The following are just some of the subjects covered in the volume, many of which touch on important rural access-to-justice issues:

  • Kristen Wagner and Victoria Esposito tackle the access-to-justice gap in rural New York generally in two separate articles;
  • Andrew Davies and Alyssa Clark look at the access-to-justice issue as it plays out in local courts;
  • Albany Law student Patrick Wood looks at it in the tribal courts in New York; and
  • Taier Perlman, a staff attorney in the Government Law Center, looks at rural businesses and their lack of access to justice.

In addition, Marcella Sgroi assesses how the Violence Against Women Act is being applied in tribal courts in the state.  In my own submission to the volume, I write about how rural communities can utilize technology to help bridge the justice gap.

Rural communities often get overlooked in the access-to-justice debate.  I hope this publication helps highlight and raise the profile of the problems rural communities face in securing access to justice.

Posted by: Ray Brescia | March 27, 2018

Global Insights on Access to Justice


Recently, the World Justice Project (WJP) released its first ever report on civil justice issues across the world: Global Insights on Access to Justice.  In the report, the WJP assesses the extent to which survey respondents in  45 countries resolve (or do not resolve) their civil legal disputes.  It also surveyed the types of civil legal problems people face, asked to whom  such respondents turn when they have such problems, and attempted to learn whether they end up resolving them. Overall, the report found that roughly half of the respondents had faced some civil legal problem in the last two years; such legal problems caused them harm in some way (in terms of a loss of a job, illness, displacement, or something else);  and many respondents simply had not resolved such problems.  In the United States, one of the countries surveyed, the numbers are striking.  For Americans, nearly half of those surveyed, 48%, had experienced a legal problem in the last two years, and 77% of those did not turn to an authority or third party like a lawyer to help them resolve it.  Even more troubling, 13% of respondents reported that these legal disputes ended in violence by one party.  The leading legal problem that respondents faced was housing, at 27%, with consumer problems coming in second at 22%.  Americans’ struggle with legal problems reveals the ever-present need for greater access to justice at a time when some question the value and importance of legal training.  We need to ensure that every American has access to legal assistance that can help them resolve their legal problems in a fair and peaceful way.  Law schools should have this access-to-justice issue at the heart of their missions, an issue I explore in more depth here.

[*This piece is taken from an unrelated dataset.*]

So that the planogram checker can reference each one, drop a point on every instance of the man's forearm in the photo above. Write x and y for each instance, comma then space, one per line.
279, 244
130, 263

Posted by: Ray Brescia | March 21, 2018

Access to Justice for Non-Profits

Last night, Albany Law students Alexandria Decatur and Julia Kosineski previewed a new program the students helped develop as part of their work in one of the classes I teach at Albany Law School: “The Law of Social Entrepreneurship and Exempt Organizations.”  The course covers the law of non-profits and social enterprises. As part of the course, Alexandria and Julia worked in teams with other students to develop two guided interviews using the program of the Center for Computer-Assisted Legal Instruction (, A2J Author.  Last night, Alexandria and Julia presented their projects to community members in Schenectady who agreed to beta test and help with the development of the programs.  It is fitting that, if one squints, one can see the General Electric sign off in the horizon behind Julia in the third photo!

For more on the capacity of technology to help close the access to justice gap, please see my article Embracing Disruption: How Technological Change in the Delivery of Legal Services Can Improve Access to Justice here.

Posted by: Ray Brescia | March 15, 2018

How Cities Will Save the World (Now in Paperback!)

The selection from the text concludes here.